By the end of this page, you will have an ADOS Ground Agent running on a small SBC. It will receive WFB-ng video from your drone over a 5.8GHz radio link and relay that video to your laptop, phone, or HDMI monitor. You will be able to open Mission Control in your browser and see live video with under 100ms latency.

What is the Ground Agent?

The Ground Agent is the same ADOS Drone Agent software running in ground-station profile mode. At boot, the agent detects ground-station hardware (OLED display, GPIO buttons, RTL8812EU WiFi adapter, and the absence of a flight controller) and automatically configures itself as a receiver instead of a transmitter. Its core job: receive video from the air, relay it to your screen.

Hardware You Need

Minimum Setup (bench testing)

ComponentExampleApprox. Cost
SBCRaspberry Pi 4B (2GB+ RAM)$45
WiFi adapterRTL8812EU USB dongle$15-20
Antennas2x 5.8GHz SMA (dipole or patch)$10-15
USB-C cableFor power or laptop tether$5
Power supply5V 3A USB-C$10
Total: about $85-95 for the ground station.

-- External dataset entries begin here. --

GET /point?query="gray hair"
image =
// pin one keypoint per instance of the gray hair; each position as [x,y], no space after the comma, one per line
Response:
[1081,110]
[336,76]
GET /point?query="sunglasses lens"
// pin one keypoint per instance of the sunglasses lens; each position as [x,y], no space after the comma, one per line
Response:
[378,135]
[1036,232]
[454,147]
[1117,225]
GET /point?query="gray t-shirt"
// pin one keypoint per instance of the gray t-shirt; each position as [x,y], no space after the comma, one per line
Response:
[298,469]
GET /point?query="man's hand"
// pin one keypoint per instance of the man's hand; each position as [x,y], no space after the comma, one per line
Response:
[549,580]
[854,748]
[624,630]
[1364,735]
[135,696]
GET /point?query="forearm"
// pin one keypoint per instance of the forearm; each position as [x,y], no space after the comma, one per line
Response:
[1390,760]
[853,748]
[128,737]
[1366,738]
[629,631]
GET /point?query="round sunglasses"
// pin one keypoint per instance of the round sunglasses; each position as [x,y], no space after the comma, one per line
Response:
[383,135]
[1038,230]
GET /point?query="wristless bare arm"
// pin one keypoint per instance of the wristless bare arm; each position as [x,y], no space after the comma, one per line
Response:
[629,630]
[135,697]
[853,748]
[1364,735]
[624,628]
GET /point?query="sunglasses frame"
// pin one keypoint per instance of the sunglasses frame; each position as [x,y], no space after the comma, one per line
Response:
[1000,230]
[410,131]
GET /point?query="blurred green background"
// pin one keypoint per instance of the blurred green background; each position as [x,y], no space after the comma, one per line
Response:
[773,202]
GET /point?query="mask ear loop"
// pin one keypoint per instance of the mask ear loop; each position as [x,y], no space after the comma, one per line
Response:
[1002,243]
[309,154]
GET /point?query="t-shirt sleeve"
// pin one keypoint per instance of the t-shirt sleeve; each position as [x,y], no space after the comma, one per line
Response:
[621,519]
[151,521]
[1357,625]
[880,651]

Full Standalone Setup (field use)

Add these for standalone operation without a laptop:
ComponentPurposeApprox. Cost
OLED display1.3” SSD1306 I2C$5
4x tactile buttonsPhysical controls$2
HDMI cable + portable monitorStandalone video display$50-100
USB gamepadManual flight control in kiosk mode$20-30

On the Drone Side

Your drone needs the matching transmitter:
  • ADOS Drone Agent running on a companion SBC
  • An RTL8812EU USB WiFi adapter configured as WFB-ng TX
  • A camera feeding the video pipeline
The RTL8812EU chipset is the key component. It supports 5.8GHz monitor mode, which WFB-ng needs for its broadcast protocol. Other chipsets (RTL8812AU, RTL8811CU) may work but are less tested. The BL-M8812EU2 module is a common, affordable choice.

Installation

Step 1: Flash Your SBC

Start with a fresh OS image on your SBC:
  • Raspberry Pi 4B: Raspberry Pi OS Lite (Bookworm, 64-bit). Flash with Raspberry Pi Imager.
  • Radxa boards: Official Debian or Ubuntu image from the Radxa wiki.
Enable SSH during image creation. Set a hostname (for example, ados-ground).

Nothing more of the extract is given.